Animal studies reveal downregulation of the Beclin-1 autophagy pathway as shared mechanism in Autism Spectrum Disorder: a systematic review and meta-analysis.

Scientists reviewed 192 animal studies to understand how autism affects the brain at a cellular level. They found that a biological process called autophagy (the brain's way of cleaning up damaged cells) is consistently disrupted in autism models. Specifically, a protein called Beclin-1 was reduced across all studies. This suggests autophagy problems might be a common feature of autism, which could help develop new treatments.

This comprehensive meta-analysis examined mTOR signaling pathway dysregulation across 192 animal studies of autism spectrum disorder (ASD). The research investigated diverse genetic and environmental animal models to identify common biological mechanisms in ASD. Results revealed significant alterations in multiple mTOR pathway-related proteins, with effects varying by species, sex, age, and brain region. Most notably, Beclin-1, a key autophagy protein, showed consistent downregulation across all subgroups examined.

The findings support mTOR pathway dysregulation as a shared mechanism in ASD and highlight autophagy dysfunction as a consistent feature, potentially offering new directions for biomarker development and therapeutic targets.

Findings suggest autophagy dysfunction, particularly Beclin-1 downregulation, as potential biomarker for ASD. Results support investigating mTOR pathway modulators and autophagy enhancers as therapeutic targets. However, translation from animal models to human applications requires further clinical validation.

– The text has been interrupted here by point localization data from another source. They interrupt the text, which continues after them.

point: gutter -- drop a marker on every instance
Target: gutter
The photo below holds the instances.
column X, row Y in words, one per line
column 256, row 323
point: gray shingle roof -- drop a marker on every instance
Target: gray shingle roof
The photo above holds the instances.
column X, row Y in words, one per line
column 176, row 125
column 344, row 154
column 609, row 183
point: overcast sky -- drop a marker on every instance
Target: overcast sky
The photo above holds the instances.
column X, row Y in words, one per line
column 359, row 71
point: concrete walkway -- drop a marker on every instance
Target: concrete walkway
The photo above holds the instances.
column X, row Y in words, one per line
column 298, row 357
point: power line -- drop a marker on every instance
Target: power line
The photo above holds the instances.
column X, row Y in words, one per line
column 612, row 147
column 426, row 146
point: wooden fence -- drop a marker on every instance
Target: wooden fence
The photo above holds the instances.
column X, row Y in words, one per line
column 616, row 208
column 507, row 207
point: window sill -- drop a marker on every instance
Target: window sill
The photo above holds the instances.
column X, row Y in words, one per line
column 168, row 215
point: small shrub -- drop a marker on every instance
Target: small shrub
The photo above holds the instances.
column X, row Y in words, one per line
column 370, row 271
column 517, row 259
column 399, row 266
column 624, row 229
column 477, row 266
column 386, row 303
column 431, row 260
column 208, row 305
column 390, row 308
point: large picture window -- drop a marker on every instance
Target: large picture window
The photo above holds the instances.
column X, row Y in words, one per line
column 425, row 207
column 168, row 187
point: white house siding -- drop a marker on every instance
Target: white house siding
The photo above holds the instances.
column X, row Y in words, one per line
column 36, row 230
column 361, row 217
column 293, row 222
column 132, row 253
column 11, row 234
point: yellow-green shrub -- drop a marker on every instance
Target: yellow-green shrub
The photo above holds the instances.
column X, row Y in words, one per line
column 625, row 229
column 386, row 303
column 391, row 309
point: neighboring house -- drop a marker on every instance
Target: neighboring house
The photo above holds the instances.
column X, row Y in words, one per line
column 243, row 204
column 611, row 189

Study limited to animal models, which may not fully translate to human autism. Sample sizes of individual studies within the meta-analysis not reported. Heterogeneity across different animal models and methodologies may affect generalizability of findings.

Autism Spectrum Disorder (ASD) is a heterogeneous neurodevelopmental condition with complex etiology, involving genetic and environmental influences on brain development and behavior. Dysregulation of mammalian target of rapamycin (mTOR) signaling alters neuronal growth and synaptic plasticity, and has emerged as a potential underlying pathway in ASD. To investigate mTOR dysregulation as a common mechanism in ASD, we performed a systematic review, and a meta-analysis of 192 studies examining mTOR signaling in diverse genetic and environmental animal models. Our random-effects model identified significant alterations in mTOR pathway-related proteins.

For several proteins (p-AKT, PTEN, p-mTOR, p-EIF4e, LC3-II, p-S6K and p-S6), subgroup analyses revealed clear species-, sex-, age-, or brain region-specific effects. Interestingly, Beclin-1 was consistently downregulated across all subgroups. Our findings support mTOR-pathway dysregulation in ASD. The observed consistent downregulation of Beclin-1 highlights autophagy as a common mechanism, and provides new leads for novel ASD biomarker and treatment development.